VANCOUVER, British Columbia (AP) — Roberto Luongo is still open to a trade no matter how long it takes the Vancouver Canucks to deal him.
The star goalie returned to the ice for an informal workout with his Canucks teammates on Friday while facing an uncertain future.
Luongo was displaced as Vancouver's No. 1 netminder by Cory Schneider in last year's playoffs. After the season, Luongo said he would waive his no-trade clause if asked, but general manager Mike Gillis couldn't swing a deal before the 113-day NHL lockout began in September.
"I told (Gillis) I was ready to go as long as it took," Luongo said. "Whether it's a couple days, next week, two weeks, at the end of the season, it's totally fine with me."
Luongo has long been rumored to be headed to the Toronto Maple Leafs.

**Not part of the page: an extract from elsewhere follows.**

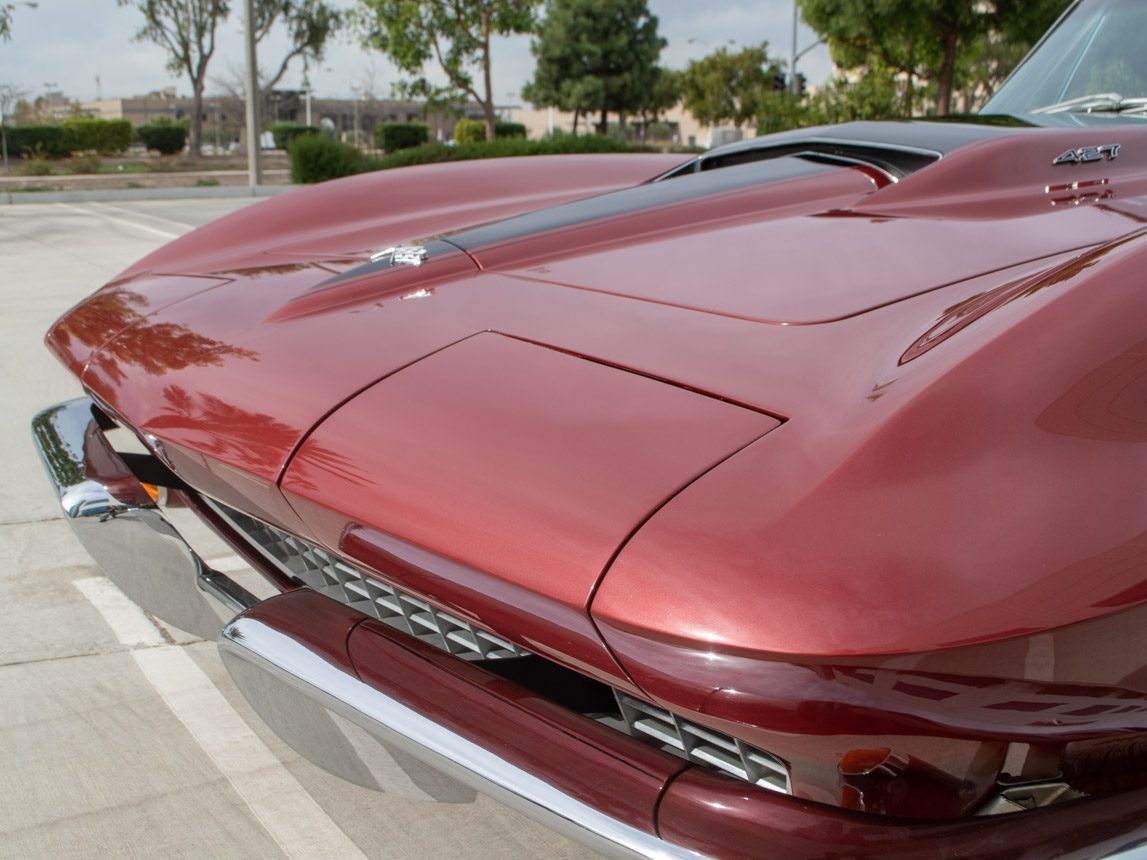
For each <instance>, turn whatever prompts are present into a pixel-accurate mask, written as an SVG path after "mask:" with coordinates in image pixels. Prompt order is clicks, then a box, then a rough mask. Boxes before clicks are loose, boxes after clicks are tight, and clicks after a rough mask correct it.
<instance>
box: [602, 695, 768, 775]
mask: <svg viewBox="0 0 1147 860" xmlns="http://www.w3.org/2000/svg"><path fill="white" fill-rule="evenodd" d="M614 695H615V696H616V697H617V706H618V709H621V712H622V719H623V720H624V721H625V732H626V733H627V734H630V735H632V736H634V737H645V738H647V740H653V741H656V742H657V744H658V745H661V746H662V748H664V749H666V750H669V751H671V752H677V753H678V755H680V756H684V757H685V758H687V759H688V760H689V761H696V763H697V764H702V765H708V766H709V767H712V768H713V769H717V771H720V772H721V773H726V774H728V775H729V776H735V777H736V779H739V780H743V781H746V782H750V783H752V784H754V785H759V787H760V788H764V789H770V790H771V791H780V792H782V793H786V795H787V793H789V779H788V767H786V765H785V763H783V761H781V760H780V759H779V758H777V757H775V756H772V755H770V753H767V752H764V751H763V750H758V749H756V748H755V746H750V745H749V744H747V743H744V742H743V741H738V740H736V738H735V737H732V736H729V735H726V734H723V733H720V732H715V730H712V729H711V728H705V727H704V726H699V725H697V724H695V722H689V721H688V720H684V719H681V718H680V717H678V716H677V714H674V713H671V712H670V711H666V710H664V709H662V707H657V706H656V705H651V704H649V703H648V702H642V701H641V699H639V698H633V696H630V695H626V694H625V693H622V691H621V690H614Z"/></svg>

Trades are prohibited until players have ratified the proposed new collective bargaining agreement, which is expected to happen on Saturday. Training camps would then likely open on Sunday.

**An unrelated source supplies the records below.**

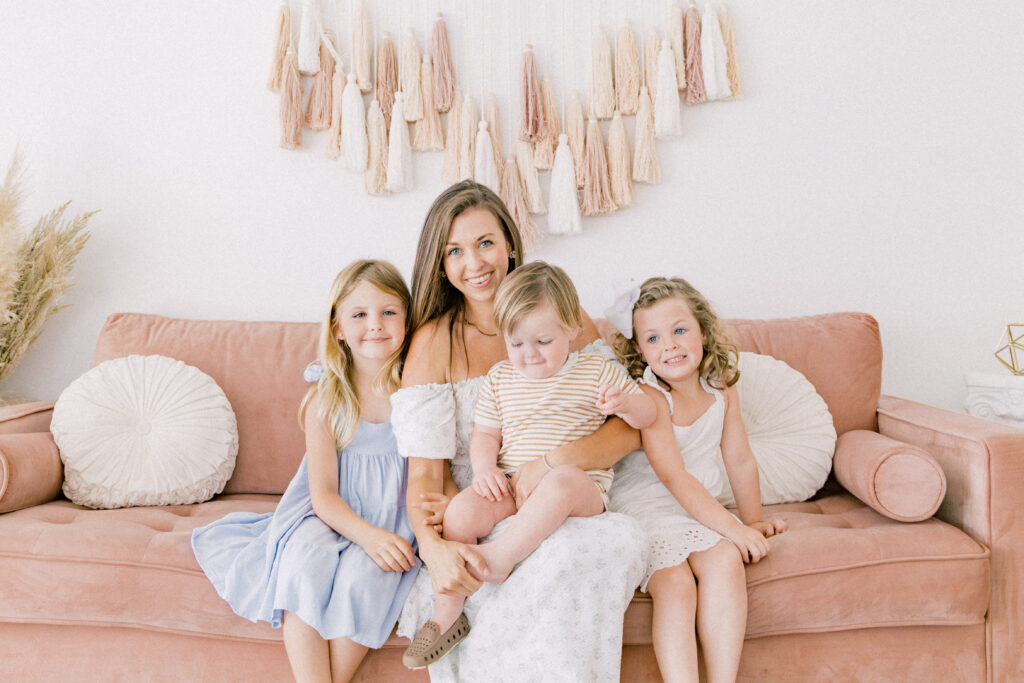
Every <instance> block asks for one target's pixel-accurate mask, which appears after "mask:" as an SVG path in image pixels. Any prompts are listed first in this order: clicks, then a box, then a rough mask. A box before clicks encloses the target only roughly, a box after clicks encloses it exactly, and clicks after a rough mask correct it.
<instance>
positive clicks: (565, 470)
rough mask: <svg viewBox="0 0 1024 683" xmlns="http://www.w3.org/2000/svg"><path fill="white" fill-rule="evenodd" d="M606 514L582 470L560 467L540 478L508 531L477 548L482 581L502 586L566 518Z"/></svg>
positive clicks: (600, 501) (550, 534) (597, 490)
mask: <svg viewBox="0 0 1024 683" xmlns="http://www.w3.org/2000/svg"><path fill="white" fill-rule="evenodd" d="M602 512H604V501H603V500H601V494H600V493H599V492H598V490H597V486H596V485H594V482H593V481H592V480H591V478H590V477H589V476H588V475H587V473H586V472H584V471H583V470H581V469H580V468H579V467H573V466H571V465H560V466H558V467H556V468H554V469H553V470H551V471H550V472H548V474H547V476H545V477H544V478H543V479H541V483H539V484H538V486H537V488H536V489H534V495H532V496H530V497H529V498H528V499H526V502H525V503H523V505H522V509H520V510H519V512H518V514H516V516H515V519H513V520H512V521H511V522H510V523H509V527H508V528H507V529H505V532H504V533H502V535H501V536H500V537H498V538H497V539H496V540H494V541H492V542H490V543H485V544H482V545H480V546H477V551H478V552H479V553H480V555H481V556H482V557H483V559H484V561H486V563H487V571H486V572H485V573H484V575H483V577H482V579H483V580H484V581H487V582H492V583H501V582H503V581H505V580H506V579H508V575H509V573H511V572H512V567H514V566H515V565H516V563H517V562H520V561H522V560H523V559H525V558H526V556H528V555H529V554H530V553H531V552H534V551H535V550H536V549H537V547H538V546H539V545H541V542H542V541H544V540H545V539H547V538H548V537H549V536H551V535H552V533H554V531H555V529H556V528H558V527H559V526H560V525H561V523H562V522H563V521H565V519H566V518H567V517H593V516H594V515H599V514H601V513H602Z"/></svg>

Luongo will be there for camp, although he expected to be gone from Vancouver by now.
"If you asked in May last year, I would have said no," he said.
As the lockout dragged on, Luongo thought there was a chance he would return to the team. He said in September at a Canucks charity golf tournament he would be at camp, if necessary.
The 33-year-old Luongo, acquired from the Florida Panthers after the previous lockout forced the cancellation of the entire 2004-05 season, isn't worried about his future.
He admitted that his current plight would have stressed him out if he was still in his 20s.
"I've matured in the sense where I can handle adversity (better) than I did back then," Luongo said. "That's why I've been really calm about the whole situation. I've been able to enjoy it, even though it's not an easy situation. The fact that I'm so comfortable here will make it much easier."